Book Review: If We Were Villains | M.L. Rio

If We Were Villains

The Stats

📖 BOOK REVIEW⠀📚

BOOK: If We Were Villains

AUTHOR: M.L. Rio @sureasmel

Publisher: GFlatiron Books @flatiron_books

Stars: ⭐⭐⭐⭐

Published: April 11, 2017

https://amzn.to/3qA4D5d

The Review

The Title/Cover Draw:

  • There were lots of recommendations for this book. Finally, I was watching a video by Alexandra Roselyn and she loved it, so I got it on audiobook from my library (which is how I recommend listening to it as well). 

What I liked:

  • The way Shakespeare was threaded through it. It was a very mysterious story and it pulls you forward in such a way that you are engrossed from the start.

What I didn’t like:

  • Sometimes it was hard to keep the characters straight (I’m a visual person). But after a while you catch one. 

What kept me reading:

  • The mystery of why Oliver was in jail and how it actually happened.

The Characters:

  • Oliver and James are so strong and loveable. They are passionate and caring characters that I connected with immediately.

The Ending:

  • I was expecting more of a twist than I got, but that didn’t bother me. The ending was still good.

Narrator:

  • Excellent characterization even if he could have been a little more distinct, especially with the females. What helped is there was always a notation before each person spoke.

Consider if you like:

  • Shakespeare and theater and academics.

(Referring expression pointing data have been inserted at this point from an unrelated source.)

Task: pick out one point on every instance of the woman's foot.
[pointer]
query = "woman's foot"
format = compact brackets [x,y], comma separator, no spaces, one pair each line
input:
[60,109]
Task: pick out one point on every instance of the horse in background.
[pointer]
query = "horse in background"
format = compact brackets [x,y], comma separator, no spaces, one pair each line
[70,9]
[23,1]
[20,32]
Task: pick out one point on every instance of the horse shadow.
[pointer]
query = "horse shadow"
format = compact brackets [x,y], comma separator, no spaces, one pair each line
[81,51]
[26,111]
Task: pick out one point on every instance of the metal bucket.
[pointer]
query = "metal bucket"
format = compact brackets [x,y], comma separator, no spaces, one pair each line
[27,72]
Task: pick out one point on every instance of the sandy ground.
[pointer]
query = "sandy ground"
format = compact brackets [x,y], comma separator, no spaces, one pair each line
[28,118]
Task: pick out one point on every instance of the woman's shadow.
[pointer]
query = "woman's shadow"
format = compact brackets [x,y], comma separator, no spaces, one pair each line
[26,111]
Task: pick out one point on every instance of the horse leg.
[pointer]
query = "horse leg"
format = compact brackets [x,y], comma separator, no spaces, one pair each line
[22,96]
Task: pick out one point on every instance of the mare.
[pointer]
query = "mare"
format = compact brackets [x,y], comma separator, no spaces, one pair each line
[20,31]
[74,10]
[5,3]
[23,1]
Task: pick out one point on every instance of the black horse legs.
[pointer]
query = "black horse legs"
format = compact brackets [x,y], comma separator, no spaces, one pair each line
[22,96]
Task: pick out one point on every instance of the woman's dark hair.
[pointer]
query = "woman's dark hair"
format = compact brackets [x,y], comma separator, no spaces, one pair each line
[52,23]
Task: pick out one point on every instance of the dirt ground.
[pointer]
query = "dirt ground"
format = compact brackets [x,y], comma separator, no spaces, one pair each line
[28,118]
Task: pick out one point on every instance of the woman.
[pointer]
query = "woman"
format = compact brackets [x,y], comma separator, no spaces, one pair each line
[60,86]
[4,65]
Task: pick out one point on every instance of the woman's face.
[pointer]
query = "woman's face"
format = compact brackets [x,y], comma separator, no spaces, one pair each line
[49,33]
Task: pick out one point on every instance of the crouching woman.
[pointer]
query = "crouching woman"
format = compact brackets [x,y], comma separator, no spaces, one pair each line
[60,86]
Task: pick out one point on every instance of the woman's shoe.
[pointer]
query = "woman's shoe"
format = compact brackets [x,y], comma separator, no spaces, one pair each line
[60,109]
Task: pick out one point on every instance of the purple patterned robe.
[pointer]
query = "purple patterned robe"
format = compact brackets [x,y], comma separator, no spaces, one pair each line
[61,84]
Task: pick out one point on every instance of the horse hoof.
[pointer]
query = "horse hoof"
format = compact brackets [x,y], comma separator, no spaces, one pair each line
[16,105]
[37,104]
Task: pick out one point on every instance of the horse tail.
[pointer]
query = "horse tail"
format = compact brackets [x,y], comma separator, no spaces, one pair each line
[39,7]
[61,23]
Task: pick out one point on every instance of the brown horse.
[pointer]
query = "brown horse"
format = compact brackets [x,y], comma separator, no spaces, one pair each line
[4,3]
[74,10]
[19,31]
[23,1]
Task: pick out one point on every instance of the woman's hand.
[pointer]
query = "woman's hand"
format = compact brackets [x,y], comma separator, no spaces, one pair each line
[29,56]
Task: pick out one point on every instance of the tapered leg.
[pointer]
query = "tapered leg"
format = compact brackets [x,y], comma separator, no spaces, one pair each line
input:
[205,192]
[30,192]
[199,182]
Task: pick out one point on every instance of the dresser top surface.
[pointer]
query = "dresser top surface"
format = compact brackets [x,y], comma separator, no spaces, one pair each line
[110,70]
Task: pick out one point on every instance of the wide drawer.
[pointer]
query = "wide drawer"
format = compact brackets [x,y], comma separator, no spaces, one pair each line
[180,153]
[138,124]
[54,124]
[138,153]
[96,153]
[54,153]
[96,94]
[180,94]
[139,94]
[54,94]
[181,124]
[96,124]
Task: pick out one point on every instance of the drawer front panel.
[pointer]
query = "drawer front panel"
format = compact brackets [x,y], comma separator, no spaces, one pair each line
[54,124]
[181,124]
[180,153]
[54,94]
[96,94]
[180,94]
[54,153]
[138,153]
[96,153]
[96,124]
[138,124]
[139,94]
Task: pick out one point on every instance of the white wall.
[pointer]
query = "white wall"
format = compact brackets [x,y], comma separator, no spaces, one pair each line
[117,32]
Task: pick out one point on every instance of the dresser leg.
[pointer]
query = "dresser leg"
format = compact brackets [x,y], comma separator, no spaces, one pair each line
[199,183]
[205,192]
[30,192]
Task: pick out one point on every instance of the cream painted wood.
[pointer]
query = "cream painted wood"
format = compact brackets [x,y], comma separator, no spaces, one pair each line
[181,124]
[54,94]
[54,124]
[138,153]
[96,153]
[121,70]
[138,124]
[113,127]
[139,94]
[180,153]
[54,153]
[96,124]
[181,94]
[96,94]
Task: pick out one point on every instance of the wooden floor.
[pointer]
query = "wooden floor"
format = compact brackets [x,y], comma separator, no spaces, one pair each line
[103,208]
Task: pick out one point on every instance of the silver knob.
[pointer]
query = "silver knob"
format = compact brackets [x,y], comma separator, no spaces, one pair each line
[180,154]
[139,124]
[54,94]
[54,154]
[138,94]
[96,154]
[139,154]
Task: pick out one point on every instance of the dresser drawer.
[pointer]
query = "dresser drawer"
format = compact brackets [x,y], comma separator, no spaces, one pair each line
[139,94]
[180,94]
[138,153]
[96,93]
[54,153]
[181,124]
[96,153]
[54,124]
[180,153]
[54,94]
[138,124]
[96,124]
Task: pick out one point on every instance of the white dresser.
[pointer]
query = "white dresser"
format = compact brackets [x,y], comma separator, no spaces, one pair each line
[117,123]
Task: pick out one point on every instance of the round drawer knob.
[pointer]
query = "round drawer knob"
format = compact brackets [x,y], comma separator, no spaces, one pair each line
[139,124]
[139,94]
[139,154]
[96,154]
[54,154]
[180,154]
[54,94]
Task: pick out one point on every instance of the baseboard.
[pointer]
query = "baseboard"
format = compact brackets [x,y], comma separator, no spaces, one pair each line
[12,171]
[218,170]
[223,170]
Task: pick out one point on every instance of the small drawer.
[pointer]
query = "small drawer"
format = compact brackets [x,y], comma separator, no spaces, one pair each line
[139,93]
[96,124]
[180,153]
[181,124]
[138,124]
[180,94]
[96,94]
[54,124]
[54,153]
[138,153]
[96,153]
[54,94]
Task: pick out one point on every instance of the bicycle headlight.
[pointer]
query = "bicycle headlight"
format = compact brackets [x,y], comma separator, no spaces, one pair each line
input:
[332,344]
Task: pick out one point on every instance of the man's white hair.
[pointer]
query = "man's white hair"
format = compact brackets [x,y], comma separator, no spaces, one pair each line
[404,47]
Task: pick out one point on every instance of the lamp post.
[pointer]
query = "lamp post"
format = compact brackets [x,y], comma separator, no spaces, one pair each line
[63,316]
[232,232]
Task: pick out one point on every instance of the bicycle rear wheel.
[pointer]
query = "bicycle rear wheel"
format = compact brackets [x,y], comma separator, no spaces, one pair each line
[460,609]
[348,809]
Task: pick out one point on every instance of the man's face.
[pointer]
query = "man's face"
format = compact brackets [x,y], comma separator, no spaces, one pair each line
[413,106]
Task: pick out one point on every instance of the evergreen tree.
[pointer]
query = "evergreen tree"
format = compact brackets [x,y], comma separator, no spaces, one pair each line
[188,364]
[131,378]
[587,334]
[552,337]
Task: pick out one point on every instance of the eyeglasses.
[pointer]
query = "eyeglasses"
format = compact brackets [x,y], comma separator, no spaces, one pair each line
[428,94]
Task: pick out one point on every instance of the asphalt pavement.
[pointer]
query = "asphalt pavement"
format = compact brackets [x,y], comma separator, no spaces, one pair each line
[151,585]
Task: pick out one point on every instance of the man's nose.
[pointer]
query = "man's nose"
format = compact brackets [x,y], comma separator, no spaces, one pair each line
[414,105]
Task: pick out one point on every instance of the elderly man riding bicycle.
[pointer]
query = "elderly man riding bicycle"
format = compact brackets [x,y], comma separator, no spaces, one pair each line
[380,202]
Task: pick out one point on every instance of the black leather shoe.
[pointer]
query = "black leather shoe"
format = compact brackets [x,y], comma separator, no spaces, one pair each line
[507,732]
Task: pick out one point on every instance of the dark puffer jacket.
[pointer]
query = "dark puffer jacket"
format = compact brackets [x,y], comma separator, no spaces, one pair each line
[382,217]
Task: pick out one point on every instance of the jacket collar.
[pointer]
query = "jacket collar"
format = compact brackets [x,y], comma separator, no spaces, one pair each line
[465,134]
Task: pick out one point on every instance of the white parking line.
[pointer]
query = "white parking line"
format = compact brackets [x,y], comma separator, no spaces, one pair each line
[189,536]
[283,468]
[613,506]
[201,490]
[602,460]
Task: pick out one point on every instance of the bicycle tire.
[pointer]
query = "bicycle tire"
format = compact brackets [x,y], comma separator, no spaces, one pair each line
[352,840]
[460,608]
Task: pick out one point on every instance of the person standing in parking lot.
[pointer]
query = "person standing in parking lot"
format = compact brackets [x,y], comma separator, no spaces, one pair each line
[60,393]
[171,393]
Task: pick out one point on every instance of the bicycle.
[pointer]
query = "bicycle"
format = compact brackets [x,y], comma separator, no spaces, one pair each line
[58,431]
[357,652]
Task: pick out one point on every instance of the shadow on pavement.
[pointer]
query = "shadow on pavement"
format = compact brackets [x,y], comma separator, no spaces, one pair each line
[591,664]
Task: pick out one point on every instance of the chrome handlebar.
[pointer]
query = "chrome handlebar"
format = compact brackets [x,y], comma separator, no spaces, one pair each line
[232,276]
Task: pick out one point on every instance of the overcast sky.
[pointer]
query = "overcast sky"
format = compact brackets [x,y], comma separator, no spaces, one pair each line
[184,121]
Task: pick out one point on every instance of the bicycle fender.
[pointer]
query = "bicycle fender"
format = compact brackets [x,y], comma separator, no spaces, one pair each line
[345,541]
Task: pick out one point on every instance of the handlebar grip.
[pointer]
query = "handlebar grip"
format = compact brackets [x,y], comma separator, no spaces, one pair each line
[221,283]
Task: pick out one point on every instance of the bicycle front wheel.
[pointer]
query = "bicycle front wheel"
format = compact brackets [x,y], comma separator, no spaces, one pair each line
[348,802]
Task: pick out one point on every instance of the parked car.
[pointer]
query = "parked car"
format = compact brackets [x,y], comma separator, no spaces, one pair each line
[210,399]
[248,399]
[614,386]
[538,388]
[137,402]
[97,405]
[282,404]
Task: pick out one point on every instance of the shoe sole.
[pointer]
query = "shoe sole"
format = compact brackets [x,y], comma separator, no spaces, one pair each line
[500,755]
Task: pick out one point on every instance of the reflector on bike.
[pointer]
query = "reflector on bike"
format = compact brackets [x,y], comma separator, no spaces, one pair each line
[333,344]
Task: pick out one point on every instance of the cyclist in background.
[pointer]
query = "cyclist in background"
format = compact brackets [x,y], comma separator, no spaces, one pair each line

All thoughts and opinions are my own. 

Small Summary:

Oliver Marks has just served ten years in jail – for a murder he may or may not have committed. On the day he’s released, he’s greeted by the man who put him in prison. Detective Colborne is retiring, but before he does, he wants to know what really happened a decade ago.

As one of seven young actors studying Shakespeare at an elite arts college, Oliver and his friends play the same roles onstage and off: hero, villain, tyrant, temptress, ingenue, extra. But when the casting changes, and the secondary characters usurp the stars, the plays spill dangerously over into life, and one of them is found dead. The rest face their greatest acting challenge yet: convincing the police, and themselves, that they are blameless.